South Atlantic Capital is an independent investment advisor, located in Wilmington, North Carolina and is registered with the State of North Carolina and the Commonwealth of Virginia.
At South Atlantic Capital, we essentially ignore broad asset allocation and sector weighting. We are not market timers, trying to predict economic or market changes over the short term. We think it would be a distraction to us and most likely a disappointment to our clients. We spend little time trying to forecast the economy. We feel that buying undervalued stocks, as opposed to trying to predict markets or the economy, is the best way to reduce risk of principal loss for clients, creating a "margin of safety" or cushion against overly optimistic earnings expectations or negative unexpected developments or the effects of market swings. These companies are able to find a seat if and when a poor economy or major problems in the financial system cause the music to stop playing.
As opposed to what we see as failing conventionally with too much emphasis on diversification and asset allocation, we try to grow a client's net worth over time, adjusted for inflation, by investing in asset classes with high expected returns such as equities, in a risk averse way. We look to invest at reasonable prices, trying to buy a dollar for $0.70. We look to sell the companies once we believe they are overvalued or if a better investment presents itself and then, we take into account tax consequences in the decision. Large positions are trimmed when their market prices reflect underlying values.
The only way we feel we can accomplish this strategy consistently is to limit our investments to companies whose prospects we clearly understand.
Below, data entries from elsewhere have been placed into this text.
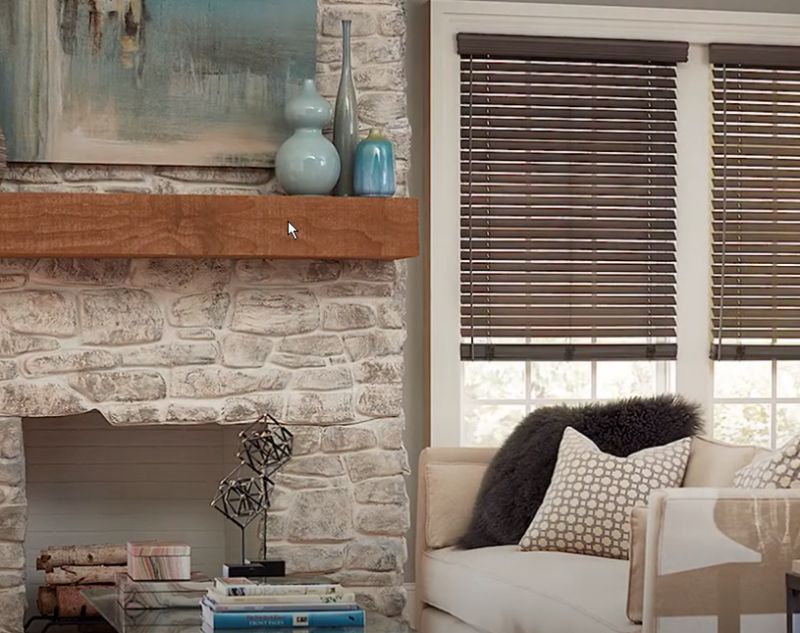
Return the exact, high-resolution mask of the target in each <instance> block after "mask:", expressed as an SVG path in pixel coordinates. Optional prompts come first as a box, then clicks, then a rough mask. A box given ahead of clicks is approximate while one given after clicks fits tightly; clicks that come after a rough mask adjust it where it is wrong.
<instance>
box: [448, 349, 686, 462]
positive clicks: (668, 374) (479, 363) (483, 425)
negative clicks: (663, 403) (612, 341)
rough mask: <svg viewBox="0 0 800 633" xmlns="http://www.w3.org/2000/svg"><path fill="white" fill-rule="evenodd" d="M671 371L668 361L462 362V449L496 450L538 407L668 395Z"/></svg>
mask: <svg viewBox="0 0 800 633" xmlns="http://www.w3.org/2000/svg"><path fill="white" fill-rule="evenodd" d="M674 369H675V363H672V362H666V361H601V362H597V361H566V362H565V361H560V362H559V361H553V362H548V361H538V362H524V361H511V362H502V361H493V362H481V361H475V362H464V363H462V364H461V372H462V382H463V387H462V403H461V404H462V412H463V413H462V415H463V421H462V425H461V444H462V445H464V446H497V445H498V444H500V443H502V441H503V440H504V439H505V438H506V436H507V435H508V434H509V433H510V431H511V430H512V429H513V428H514V426H516V424H517V423H518V422H519V421H520V420H521V419H522V417H523V416H525V415H526V414H528V413H530V412H531V411H533V410H534V409H536V408H538V407H543V406H551V405H556V404H581V403H583V402H590V401H603V400H613V399H616V398H625V397H629V396H632V395H640V396H648V395H655V394H658V393H665V392H670V391H672V390H673V389H674Z"/></svg>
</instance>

If a stock price drops below our cost, we are more interested in buying than selling. Without having thoroughly researched a company and its competition, many investors are prone to sell when they should be buying. We will retain cash in the absence of good ideas.
Our approach revolves around the belief that a company's assets and its enterprise value can be evaluated independently of the stock market. Investing in companies that are undervalued provides fundamental advantages. Over the long term, stock prices reflect the growth of corporate earnings plus dividends. Speculation adds or subtracts little, during short time periods, and does not change the basic measure of value. We look for companies that will prosper for the foreseeable future based on a sustainable competitive advantage. This results in holding investments for 3-5 years or longer.
We believe our investment philosophy and long term orientation has been the key to our success over time. While we can't be confident that what investors consider popular today will be popular tomorrow, we can be confident that the market will ultimately recognize a company's true value.